Your forefoot acts as a springboard with each step you take, and a cushion when your foot touches the ground. The metatarsal bones located in the forefoot bear and shift your body weight to help maintain balance. Jumping, twisting, dancing, and running add even more force to the forefoot, making the bones vulnerable to fracture from trauma and overuse. The majority of metatarsal fractures heal with non-surgical treatment. Fractures that require surgery have highly successful outcomes.

More About Metatarsal Fracture (Forefoot)

Introduction

Your forefoot acts as a springboard with each step you take, and a cushion when your foot touches the ground. The metatarsal bones located in the forefoot bear and shift your body weight to help maintain balance. Jumping, twisting, dancing, and running add even more force to the forefoot, making the bones vulnerable to fracture from trauma and overuse. The majority of metatarsal fractures heal with non-surgical treatment. Fractures that require surgery have highly successful outcomes.

Anatomy

Your forefoot (metatarsus) contains five long metatarsal bones. As a group, the metatarsal bones help raise and lower or twist your foot. They play a role in distributing your body weight and maintaining balance when you walk or stand. 

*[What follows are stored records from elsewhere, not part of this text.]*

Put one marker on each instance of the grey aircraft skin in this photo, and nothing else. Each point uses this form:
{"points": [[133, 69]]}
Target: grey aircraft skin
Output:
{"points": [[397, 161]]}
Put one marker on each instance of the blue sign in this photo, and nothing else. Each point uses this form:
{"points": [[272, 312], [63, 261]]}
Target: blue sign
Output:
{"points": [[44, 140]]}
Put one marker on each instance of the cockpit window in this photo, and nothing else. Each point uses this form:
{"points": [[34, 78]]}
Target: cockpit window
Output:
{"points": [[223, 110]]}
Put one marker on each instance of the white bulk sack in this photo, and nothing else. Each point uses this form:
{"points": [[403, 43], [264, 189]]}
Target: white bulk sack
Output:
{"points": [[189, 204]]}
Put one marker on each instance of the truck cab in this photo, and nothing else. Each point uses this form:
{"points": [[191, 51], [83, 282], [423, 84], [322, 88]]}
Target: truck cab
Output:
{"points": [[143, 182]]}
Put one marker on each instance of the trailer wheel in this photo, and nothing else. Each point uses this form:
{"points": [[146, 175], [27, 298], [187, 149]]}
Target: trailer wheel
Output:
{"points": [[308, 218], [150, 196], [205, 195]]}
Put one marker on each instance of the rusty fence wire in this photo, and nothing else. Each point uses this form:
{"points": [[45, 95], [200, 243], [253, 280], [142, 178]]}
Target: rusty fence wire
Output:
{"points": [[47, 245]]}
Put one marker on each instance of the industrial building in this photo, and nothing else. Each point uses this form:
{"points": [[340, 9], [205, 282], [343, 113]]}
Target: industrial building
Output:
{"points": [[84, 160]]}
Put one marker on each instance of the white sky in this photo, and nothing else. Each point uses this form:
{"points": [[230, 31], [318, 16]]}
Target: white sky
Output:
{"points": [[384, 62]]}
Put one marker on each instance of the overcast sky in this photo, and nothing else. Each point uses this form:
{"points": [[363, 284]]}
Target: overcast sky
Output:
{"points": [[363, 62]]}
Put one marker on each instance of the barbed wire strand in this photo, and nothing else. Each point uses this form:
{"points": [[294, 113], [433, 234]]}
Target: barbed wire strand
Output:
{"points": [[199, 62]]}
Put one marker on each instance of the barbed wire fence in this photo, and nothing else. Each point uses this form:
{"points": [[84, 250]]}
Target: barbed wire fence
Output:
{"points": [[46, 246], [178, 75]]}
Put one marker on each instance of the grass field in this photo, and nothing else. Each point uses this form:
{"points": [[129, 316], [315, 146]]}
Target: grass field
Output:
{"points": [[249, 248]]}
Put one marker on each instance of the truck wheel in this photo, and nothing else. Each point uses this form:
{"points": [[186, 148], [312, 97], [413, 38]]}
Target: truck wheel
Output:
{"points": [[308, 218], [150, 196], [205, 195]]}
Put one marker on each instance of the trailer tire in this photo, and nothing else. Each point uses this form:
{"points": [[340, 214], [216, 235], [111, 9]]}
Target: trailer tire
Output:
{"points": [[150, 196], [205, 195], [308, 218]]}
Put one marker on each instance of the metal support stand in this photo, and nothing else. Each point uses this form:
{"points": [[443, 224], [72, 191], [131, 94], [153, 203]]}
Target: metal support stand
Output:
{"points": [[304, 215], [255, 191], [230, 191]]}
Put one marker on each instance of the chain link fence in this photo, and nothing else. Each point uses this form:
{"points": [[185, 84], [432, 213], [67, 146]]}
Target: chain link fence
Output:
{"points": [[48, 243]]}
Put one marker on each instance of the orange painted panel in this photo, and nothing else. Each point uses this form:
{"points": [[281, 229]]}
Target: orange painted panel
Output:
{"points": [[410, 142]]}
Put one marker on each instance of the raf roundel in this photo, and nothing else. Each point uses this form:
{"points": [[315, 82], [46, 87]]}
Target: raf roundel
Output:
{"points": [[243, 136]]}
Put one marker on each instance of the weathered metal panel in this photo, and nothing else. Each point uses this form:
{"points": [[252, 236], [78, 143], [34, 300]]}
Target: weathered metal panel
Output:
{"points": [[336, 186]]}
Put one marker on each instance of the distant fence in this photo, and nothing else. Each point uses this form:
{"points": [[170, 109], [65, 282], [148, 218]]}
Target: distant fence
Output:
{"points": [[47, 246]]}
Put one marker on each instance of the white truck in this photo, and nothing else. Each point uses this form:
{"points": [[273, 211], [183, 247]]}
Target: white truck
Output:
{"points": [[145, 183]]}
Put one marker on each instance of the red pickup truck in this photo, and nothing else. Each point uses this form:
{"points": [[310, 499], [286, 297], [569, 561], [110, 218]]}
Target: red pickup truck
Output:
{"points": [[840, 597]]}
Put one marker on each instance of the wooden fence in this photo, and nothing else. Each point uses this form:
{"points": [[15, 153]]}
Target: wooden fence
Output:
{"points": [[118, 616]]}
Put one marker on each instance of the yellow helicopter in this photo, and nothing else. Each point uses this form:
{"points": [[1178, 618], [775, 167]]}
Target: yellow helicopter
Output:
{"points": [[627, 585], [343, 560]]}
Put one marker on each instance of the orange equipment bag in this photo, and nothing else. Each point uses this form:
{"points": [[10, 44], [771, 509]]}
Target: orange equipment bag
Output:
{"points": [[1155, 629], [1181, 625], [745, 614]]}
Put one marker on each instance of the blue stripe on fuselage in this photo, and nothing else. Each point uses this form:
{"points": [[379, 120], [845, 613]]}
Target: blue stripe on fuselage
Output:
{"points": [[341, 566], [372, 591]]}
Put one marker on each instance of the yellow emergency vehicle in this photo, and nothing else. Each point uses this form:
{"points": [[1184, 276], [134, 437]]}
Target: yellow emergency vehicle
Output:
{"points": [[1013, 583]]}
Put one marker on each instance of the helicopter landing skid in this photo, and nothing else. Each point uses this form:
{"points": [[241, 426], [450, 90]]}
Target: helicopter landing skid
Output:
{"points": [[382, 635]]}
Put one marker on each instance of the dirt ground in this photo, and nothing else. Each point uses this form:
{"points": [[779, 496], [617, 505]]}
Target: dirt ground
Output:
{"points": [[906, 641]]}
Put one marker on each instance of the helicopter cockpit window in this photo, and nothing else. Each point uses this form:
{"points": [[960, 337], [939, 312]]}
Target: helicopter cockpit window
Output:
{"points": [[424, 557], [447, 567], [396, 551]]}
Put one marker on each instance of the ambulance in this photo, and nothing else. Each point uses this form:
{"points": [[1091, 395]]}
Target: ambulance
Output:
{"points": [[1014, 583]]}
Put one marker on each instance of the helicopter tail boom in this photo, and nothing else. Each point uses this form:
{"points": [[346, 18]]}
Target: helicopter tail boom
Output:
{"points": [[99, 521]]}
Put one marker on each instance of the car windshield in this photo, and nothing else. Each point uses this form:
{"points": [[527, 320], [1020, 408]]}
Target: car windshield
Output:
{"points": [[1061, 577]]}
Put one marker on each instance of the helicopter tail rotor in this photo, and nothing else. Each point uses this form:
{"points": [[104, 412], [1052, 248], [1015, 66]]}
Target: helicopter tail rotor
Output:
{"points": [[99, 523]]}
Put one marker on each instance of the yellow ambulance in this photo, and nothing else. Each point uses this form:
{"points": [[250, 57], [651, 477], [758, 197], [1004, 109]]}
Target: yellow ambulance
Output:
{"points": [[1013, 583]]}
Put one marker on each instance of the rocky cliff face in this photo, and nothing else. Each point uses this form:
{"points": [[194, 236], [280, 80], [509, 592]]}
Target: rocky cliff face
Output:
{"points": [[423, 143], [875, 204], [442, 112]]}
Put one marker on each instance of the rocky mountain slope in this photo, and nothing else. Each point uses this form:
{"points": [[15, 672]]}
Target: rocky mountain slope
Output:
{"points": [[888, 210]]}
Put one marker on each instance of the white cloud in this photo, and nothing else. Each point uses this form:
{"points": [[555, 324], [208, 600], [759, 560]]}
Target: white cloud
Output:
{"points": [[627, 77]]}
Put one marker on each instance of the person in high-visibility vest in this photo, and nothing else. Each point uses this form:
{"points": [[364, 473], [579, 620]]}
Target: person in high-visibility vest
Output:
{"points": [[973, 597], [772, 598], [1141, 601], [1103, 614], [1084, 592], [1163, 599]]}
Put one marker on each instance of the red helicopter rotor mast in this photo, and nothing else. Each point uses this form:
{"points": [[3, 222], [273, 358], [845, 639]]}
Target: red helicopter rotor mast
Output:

Certain parts of the metatarsals have a better blood supply than others . Fractures in areas of poor blood supply have more difficulty healing. For example, a Jones Fracture is such a fracture near the base of the fifth metatarsal that commonly requires surgery.

Causes

Metatarsal fractures are caused by stress from overuse, improper training, ankle twisting, or trauma. Stress fractures are common in soccer players, ballet dancers, and military recruits.

Symptoms

A metatarsal fracture can cause pain, swelling, discoloration, and difficulty walking. When the metatarsal bones crack or break, they may remain in place or move out of position (displace).

Diagnosis

Your doctor can diagnose a metatarsal fracture by reviewing your history and examining your foot. X-rays are taken to help identify the fracture.

Treatment

The majority of metatarsal fractures are treated without surgery. You may need to wear a walking cast or rigid shoe. Some people may need to wear a cast and not put weight on their foot for several weeks while the fracture heals.

Surgery

Significant metatarsal fractures with a poor blood supply, or bones that have moved out of place may require surgery. Surgical hardware, such as a plate and screws are used to secure the bones in place. You may wear a short leg cast, brace, or rigid shoe for 6 to 8 weeks while the bones heal. Your doctor will check the healing process with X-rays and allow you to put more weight on your foot as the fracture heals.

Recovery

Recovery is individualized and depends on the location and extent of your injury, as well as the treatment that you received. Your doctor will let you know what to expect. Overall, metatarsal surgery has a high degree of success.